Here are just a few examples of the way that you can harm your child if you choose to use drugs or alcohol:

  • Exposing an unborn baby to harm by using drugs or alcohol while you’re pregnant
  • Exposing them to harm through breast milk, second-hand smoke, or drugs/alcohol left lying around the house in reach
  • Exposing them to harm by your being in a drug stupor or drunk; dangers from impaired decision-making include children drowning, children being smothered by their sleeping parent, or children who wander away from the home or are left unsupervised
  • Spending money on drugs, rather than on food, housing, or other household needs
  • Getting arrested or locked up, which can result in large fines and can cause you to lose your job or housing, or to get kicked out of school
  • Using your time to find drugs or ways to pay for drugs, rather than spending time with and caring for your children
  • Making your home unsafe by hanging out with other drug users and dealers who want to sell you drugs

Your Service Plan needs to address only the problems that you are actually experiencing. You need to be sure that you get the services and treatment programs that YOU need to address the concerns that lead CPS to remove your children in the first place.

“Why am I like this? What’s wrong with me? What happened to my life?”

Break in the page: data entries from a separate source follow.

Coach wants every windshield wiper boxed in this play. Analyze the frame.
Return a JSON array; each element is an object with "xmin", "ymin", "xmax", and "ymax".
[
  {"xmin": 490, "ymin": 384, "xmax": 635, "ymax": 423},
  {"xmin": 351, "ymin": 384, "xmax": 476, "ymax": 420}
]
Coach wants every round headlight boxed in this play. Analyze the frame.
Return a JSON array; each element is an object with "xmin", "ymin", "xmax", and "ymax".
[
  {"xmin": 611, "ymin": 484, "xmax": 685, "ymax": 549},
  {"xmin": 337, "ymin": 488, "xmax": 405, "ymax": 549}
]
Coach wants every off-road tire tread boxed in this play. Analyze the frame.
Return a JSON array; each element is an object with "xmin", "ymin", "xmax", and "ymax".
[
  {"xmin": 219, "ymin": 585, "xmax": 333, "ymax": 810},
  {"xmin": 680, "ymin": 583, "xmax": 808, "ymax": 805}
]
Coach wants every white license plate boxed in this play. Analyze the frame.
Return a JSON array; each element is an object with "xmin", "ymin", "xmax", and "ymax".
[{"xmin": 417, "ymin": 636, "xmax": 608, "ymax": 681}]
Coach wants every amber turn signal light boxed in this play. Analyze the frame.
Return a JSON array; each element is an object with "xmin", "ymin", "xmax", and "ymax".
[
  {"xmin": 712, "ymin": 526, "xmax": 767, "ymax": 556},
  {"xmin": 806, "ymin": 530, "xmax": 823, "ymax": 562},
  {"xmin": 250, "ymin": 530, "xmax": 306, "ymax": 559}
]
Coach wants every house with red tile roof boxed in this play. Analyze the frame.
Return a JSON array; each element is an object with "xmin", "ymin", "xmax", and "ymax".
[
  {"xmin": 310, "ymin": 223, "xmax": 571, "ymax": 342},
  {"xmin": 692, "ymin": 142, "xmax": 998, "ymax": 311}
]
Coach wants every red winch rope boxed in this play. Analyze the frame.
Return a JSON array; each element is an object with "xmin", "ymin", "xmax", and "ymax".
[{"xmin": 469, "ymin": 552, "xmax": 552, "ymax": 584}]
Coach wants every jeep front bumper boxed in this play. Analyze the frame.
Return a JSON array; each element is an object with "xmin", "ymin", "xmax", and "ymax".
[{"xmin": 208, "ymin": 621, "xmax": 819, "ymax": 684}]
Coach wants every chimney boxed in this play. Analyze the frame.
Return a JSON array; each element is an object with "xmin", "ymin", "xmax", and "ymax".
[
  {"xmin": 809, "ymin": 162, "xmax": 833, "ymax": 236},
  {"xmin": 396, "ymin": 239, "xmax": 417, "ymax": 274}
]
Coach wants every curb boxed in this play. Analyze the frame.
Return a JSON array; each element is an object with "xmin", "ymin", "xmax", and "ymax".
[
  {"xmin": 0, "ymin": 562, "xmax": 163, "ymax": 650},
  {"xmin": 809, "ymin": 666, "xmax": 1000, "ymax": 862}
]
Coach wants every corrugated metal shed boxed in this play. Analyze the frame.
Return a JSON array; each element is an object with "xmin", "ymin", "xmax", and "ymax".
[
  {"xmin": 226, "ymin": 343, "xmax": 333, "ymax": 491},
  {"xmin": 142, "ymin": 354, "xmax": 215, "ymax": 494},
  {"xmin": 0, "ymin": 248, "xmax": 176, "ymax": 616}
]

– Parent Collaboration Group Parent Liaisons

What will CPS likely ask me to do if drugs/alcohol are part of my case? CPS will ask a lot from you if drug/alcohol use are part of the reason why CPS is involved with your family. This is true whether or not you are using now. Examples of what you may need to do to show CPS that drugs/alcohol are not a concern, include:

  • Unannounced drug testing
  • Talking with your caseworker about why you use drugs/alcohol and how your use affects your parenting; the conversations may be hard, but they will be necessary if you want to get your children home
  • A Drug and Alcohol Assessment to make sure that you receive the appropriate treatment for your addiction; the caseworker will expect you to follow the recommendations of that evaluation even if it recommends that you enter an inpatient facility
  • Supervised visits with your child so that the caseworker can pay close attention to your behavior when you are around your child and to make sure that you are not under the influence of drugs or alcohol during the visit

Can my child stay with me while I am in drug/alcohol treatment? Probably not. Whether your child can stay with you during treatment will depend on the program and where you live. A few counties have family drug courts that allow parents and children to live together at a recovery facility. Otherwise, it is unlikely that this will be an option.

Ask your CPS caseworker what is possible and let her know how important it will be for your long-term success to be able to keep your child with you during treatment.

“I did the best with what I knew; the problem was that I didn’t know much.”